In 2010, the then-NYC mayor, his schools chancellor, and the CEO of IBM identified a way to help each other meet these challenges by involving the private sector in better preparing potential employees for a growing number of hard-to-fill positions that require an AAS in a technical field. In the fall of 2011, Brooklyn P-TECH (9-14) opened its doors. Without any screening for academic achievement, this partnership offers students a six-year scope and sequence culminating in an AAS degree from New York City College of Technology. The program includes:
- Intensive work in literacy and math to help students meet the eligibility requirements to take college courses by the 10th grade
- A focus on the professional skills future employers value most
- A mentor from IBM
- Opportunities for paid internships and high-paying full-time positions at IBM and other IT companies
In 2013, the governor of New York spearheaded an effort to spread the P-TECH model statewide.
- Student Attendance: 92%
- Teacher Attendance: 98%
- Teacher Retention (3 or more years): 79%
In 2014-15, 85% of 9th graders and 86% of 10th graders earned enough credits to be on track for graduation. Furthermore, 73% of the first cohort of students completed all high school graduation requirements in four years. Eleven students completed requirements for both a high school diploma and an AAS in nine semesters. The remaining 27% are still working on high school and college requirements. Not a single member of this first cohort has dropped out of school.

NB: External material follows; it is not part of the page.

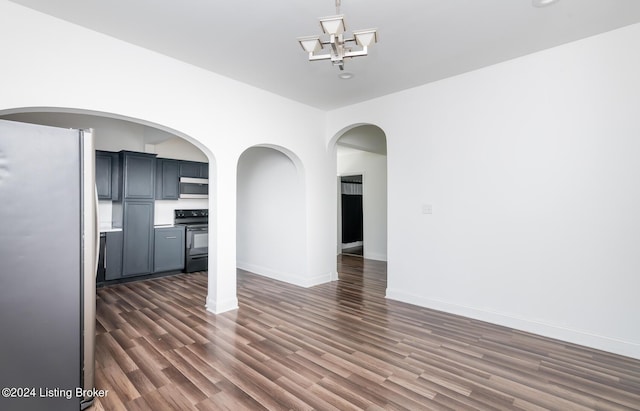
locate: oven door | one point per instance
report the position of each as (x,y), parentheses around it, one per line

Most strikingly, 65% of students met CUNY’s college readiness standards in both math and literacy after four years of high school (as compared to 35% citywide) and 84% of all students in the school passed approved college or career preparatory courses and assessments (as compared to 46% citywide). This first cohort is now in its fifth year at the school — Grade 13. Six students from the initial cohort earned a college degree after only four years of high school — three are now full-time IBM employees and the other three are studying full time for bachelor's degrees. Five more students in the first cohort earned their AAS in 9 semesters.
Currently, 76% of the first cohort members still working on their AAS have college grade-point averages of 2.0 or better. As of the end of the fall 2015 semester, 80% of the students in the first cohort have thus far participated in paid internships, most at IBM; 11% have earned the AAS degree; 68% have earned more than two semesters of college credit toward the degree, and 17% have earned a semester’s worth of credits toward the degree.
Schoolwide, as of the end of the fall 2015 semester, 260 P-TECH students (grades 10 through 13) had attempted college courses and 84% had achieved the grade-point average required to be in good standing with the college. Overall,127 students had attempted more than 24 credits, and 87% of them had grade-point averages of 2.0 or higher.